Monday, October 08, 2007

muddling through the art convention

Baked ziti with "beef", tomatoes, and capers; asparagus, fresh rolls & paprika butter, sour cream sugar cookies, water.

I'm at a convention. It's really not an art fair, it really is more of a convention, being held in a very corporate atmosphere, like a big, empty office floor with all of the cubicles removed. There are some booths, but mostly there are cheap convention chairs in groups, seemingly always a speaker, and there is stuff in alcoves along a wall that is like the cabinet wall in the Coke Gallery.

I'm there for two days, the first day I meet a woman running a booth, really just a couple of folding tables, really, with skirting attached around. She has some really interesting prints [which I can't quite remember at the moment], and I consider buying one. Maybe I don't have that kind of money, though.

The next day I'm back, and she has more prints, including some smaller ones that I'm really considering.

I decide to try my hand at making a drawing, myself. I get set up by someone atop a cabinet with some nice tracing vellum and a ruler. I start out with an oversized sheet of lined notebook paper under my vellum and after some consideration use the ruler to trace one of the double verticals along the left side, top tp bottom. Next I will make a boxy shape with a puckered side up in the top right. As I fiddle with how I'll execute this, I notice that my vellum is already covered in marks and lines, all very gesturally sketched, none drawn with a ruler and all accompanied with a large number of alpha-numeric notations. Where did all of this come from? I didn't make these marks. Ahh, I see, I had rotated my paper 90`, but I can turn it back straight and all of that disappears. Done.

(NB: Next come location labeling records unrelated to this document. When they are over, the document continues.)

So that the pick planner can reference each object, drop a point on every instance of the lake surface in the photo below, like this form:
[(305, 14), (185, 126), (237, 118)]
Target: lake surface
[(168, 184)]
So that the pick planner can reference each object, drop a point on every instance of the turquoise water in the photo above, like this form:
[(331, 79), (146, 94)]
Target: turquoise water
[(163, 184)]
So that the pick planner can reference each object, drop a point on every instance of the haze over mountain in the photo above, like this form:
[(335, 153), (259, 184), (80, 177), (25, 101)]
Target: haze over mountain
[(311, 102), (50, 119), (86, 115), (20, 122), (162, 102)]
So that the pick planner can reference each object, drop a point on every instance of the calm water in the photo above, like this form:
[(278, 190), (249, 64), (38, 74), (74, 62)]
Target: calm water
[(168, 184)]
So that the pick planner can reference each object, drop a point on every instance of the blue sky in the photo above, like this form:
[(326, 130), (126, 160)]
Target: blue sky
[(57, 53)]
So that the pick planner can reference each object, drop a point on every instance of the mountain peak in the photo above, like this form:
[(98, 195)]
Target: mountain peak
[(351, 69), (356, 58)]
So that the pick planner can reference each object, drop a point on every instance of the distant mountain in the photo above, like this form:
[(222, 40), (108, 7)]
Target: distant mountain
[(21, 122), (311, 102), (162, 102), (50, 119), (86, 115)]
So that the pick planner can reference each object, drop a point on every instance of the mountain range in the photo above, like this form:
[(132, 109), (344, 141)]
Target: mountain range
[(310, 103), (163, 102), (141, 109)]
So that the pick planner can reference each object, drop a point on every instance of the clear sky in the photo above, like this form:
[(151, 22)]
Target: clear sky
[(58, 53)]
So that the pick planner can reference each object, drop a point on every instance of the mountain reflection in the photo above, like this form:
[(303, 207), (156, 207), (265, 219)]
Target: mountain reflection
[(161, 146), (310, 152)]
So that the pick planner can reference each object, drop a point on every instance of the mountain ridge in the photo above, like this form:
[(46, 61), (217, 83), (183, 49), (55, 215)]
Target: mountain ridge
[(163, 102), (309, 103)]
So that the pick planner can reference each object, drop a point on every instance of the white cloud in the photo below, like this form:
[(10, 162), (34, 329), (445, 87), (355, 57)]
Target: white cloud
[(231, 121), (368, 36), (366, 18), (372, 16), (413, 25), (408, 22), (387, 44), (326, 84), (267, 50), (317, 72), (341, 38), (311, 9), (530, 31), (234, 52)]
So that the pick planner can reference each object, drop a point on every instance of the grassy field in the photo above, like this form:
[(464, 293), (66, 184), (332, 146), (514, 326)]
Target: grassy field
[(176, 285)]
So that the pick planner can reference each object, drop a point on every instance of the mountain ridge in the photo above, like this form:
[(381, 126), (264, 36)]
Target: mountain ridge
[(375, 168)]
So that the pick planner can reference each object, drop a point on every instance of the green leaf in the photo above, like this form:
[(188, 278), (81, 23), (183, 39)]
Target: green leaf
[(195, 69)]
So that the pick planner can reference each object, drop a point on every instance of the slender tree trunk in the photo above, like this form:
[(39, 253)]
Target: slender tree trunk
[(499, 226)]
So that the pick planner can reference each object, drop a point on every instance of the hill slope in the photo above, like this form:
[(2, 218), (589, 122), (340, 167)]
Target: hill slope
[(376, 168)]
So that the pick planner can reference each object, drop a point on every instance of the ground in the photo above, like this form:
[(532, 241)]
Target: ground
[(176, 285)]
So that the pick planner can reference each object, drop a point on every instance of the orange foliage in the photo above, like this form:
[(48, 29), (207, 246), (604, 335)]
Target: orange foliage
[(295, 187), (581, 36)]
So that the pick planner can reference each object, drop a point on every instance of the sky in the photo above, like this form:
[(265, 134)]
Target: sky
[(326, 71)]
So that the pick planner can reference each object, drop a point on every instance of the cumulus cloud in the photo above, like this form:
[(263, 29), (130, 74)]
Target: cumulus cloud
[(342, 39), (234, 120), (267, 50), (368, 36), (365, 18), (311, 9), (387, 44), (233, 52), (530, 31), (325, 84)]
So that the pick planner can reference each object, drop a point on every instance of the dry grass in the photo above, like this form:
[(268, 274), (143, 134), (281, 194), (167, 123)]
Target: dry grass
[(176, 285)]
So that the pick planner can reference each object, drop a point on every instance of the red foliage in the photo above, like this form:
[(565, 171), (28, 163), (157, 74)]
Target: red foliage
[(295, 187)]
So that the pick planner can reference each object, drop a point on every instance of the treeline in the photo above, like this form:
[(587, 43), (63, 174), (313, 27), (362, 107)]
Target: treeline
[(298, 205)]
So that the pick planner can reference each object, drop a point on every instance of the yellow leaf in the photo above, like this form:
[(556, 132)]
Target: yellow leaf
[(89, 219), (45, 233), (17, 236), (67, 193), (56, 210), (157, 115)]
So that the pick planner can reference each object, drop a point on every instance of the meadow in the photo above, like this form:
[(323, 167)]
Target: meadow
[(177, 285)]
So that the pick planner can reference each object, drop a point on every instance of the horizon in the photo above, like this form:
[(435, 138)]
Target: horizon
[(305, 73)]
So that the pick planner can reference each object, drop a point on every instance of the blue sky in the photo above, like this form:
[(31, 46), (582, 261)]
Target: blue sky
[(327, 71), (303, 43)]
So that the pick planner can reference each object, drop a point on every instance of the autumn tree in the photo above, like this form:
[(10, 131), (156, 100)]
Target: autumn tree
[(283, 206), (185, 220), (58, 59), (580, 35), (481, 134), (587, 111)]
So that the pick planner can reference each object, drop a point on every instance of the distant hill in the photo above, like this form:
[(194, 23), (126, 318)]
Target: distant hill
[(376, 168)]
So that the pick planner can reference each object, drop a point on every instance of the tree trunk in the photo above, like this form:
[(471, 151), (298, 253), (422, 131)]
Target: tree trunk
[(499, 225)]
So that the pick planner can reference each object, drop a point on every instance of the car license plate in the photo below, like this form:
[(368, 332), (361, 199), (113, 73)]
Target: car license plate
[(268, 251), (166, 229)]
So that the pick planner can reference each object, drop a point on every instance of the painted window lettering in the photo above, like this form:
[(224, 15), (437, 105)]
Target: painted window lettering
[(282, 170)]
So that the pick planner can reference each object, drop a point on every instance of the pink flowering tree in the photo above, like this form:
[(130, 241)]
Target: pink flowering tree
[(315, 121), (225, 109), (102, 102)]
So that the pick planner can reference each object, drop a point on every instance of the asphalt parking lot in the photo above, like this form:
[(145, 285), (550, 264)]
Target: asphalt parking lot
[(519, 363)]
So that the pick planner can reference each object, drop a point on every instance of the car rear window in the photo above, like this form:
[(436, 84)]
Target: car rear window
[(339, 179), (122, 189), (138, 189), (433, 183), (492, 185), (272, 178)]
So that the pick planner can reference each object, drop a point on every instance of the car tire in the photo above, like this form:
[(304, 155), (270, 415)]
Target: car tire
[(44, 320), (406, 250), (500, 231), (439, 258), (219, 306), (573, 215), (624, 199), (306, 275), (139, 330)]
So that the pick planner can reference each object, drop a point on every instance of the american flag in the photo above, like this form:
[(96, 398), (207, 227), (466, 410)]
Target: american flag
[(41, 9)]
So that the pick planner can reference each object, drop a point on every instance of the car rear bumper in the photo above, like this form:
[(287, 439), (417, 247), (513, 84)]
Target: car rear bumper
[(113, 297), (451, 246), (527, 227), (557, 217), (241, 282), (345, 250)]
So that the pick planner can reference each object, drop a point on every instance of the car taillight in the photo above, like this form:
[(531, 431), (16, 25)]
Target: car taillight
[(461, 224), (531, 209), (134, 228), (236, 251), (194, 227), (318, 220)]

I go back to talk to the woman about her prints she's brought today. But I get there and everything is different, she's excited as she tells me that she's quit her job (and I apparently inspired her?). She pulls away her tables and beneath is a big platform, the size of a queen bed. She starts rolling around on it, wants me to have a lay down, too. I really want to just talk about the prints, but that's going nowhere.

Carol Walker is giving a talk, and I go to look at her prints, too, along the cabinet wall. I really like them, but then I realize that they are all done in deep sweet pea pinks and purples and I really can't commit to buying one. Leonora is in the audience and Carol is having a friendly banter with her. Something about a loan that Leonora took out way back in college that she never repaid. Leonora is going cross-stitch and laughs it off.